Information Extraction document set. Contains invoice test samples

IE_HTML_OPENAI_SAMPLE

Information Extraction document set for OpenAI model. Contains invoice test samples

IE_HTML_LOAN_OPENAI_SAMPLE

Information Extraction document set for OpenAI model. Contains load agreement test samples

HTML IE Invoice

Invoice information extraction document type. Defines the entities to be extracted from invoices.

HTML IE Loan Agreement OpenAI Sample

Loan Agreement information extraction document type. Defines the entities to be extracted from loan agreements.
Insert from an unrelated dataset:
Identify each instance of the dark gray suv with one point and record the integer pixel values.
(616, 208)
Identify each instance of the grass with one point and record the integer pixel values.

HTML Information Extraction Task

Information Extraction human task type. Defines the task input form in the Workspace

html_ie_invoice_model-1.2.tar

Information Extraction IE model

ml_iehtml_openai_model.tar

Information Extraction IE OpenAI model

storage/data

Folder that contains documents to be uploaded in File Storage

Configuration Parameters for IeHTML Sample Automation Process:

Key

Default Value

Description

inputFolder

iehtml_sample/input

File Storage folder where input documents are stored.

fileFilter

.*\.html

Regular expression for files to select.

configuration

{
  "DEFAULT": {

   "dataStore": "IE_HTML_SAMPLE_DOCUMENTS",
    "documentType": "HTML IE Sample",
    "model": "html_ie_invoice_model",
    "runModel": "html_ie_invoice_model,1.2",
    "storagePath": "iehtml_sample",
    "exportDocumentSet": "IE_HTML_SAMPLE",
    "bucket": "data"
  }

dataStore - the datastore name where to store input documents

documentType - the document type name to use for classification.

runModel - the model name and version to run

storagePath - the document path on a storage to use

Json parameter that provides mapping of document types and corresponding ML models and contains model name, model version and document type name of each model. 

Included Steps

Step 1. Ingest Documents

RPA bot extracts documents from the dedicated folder in File Storage. It compiles a list of documents to be processed. The status of the document which has just been extracted for processing is 'NEW'.

When a list of documents has been generated RPA bot prepares batches of documents for processing. The number of documents in a batch is determined by the configuration parameter batchSize.

After this step a separate workflow of RPA and ML tasks is created for each document.

Step 2. Prepare Documents

On this step input data for ML model execution is prepared. Files created as a result of the original document processing are saved to the same iehtml_sample File Storage folder where the original document is stored.

Step 3. Extract Data

The ML Information Extraction model is employed to extract the specific fields from HTML invoice order documents.

Step 4. Verify Extracted Data

This step enables human verification and corrections to ensure accuracy of data extracted. After the relevant business entities have been extracted from a document, a human task is created and needs to be completed in Workspace. It contains ML Information Extraction model output that humans can review, validate and correct.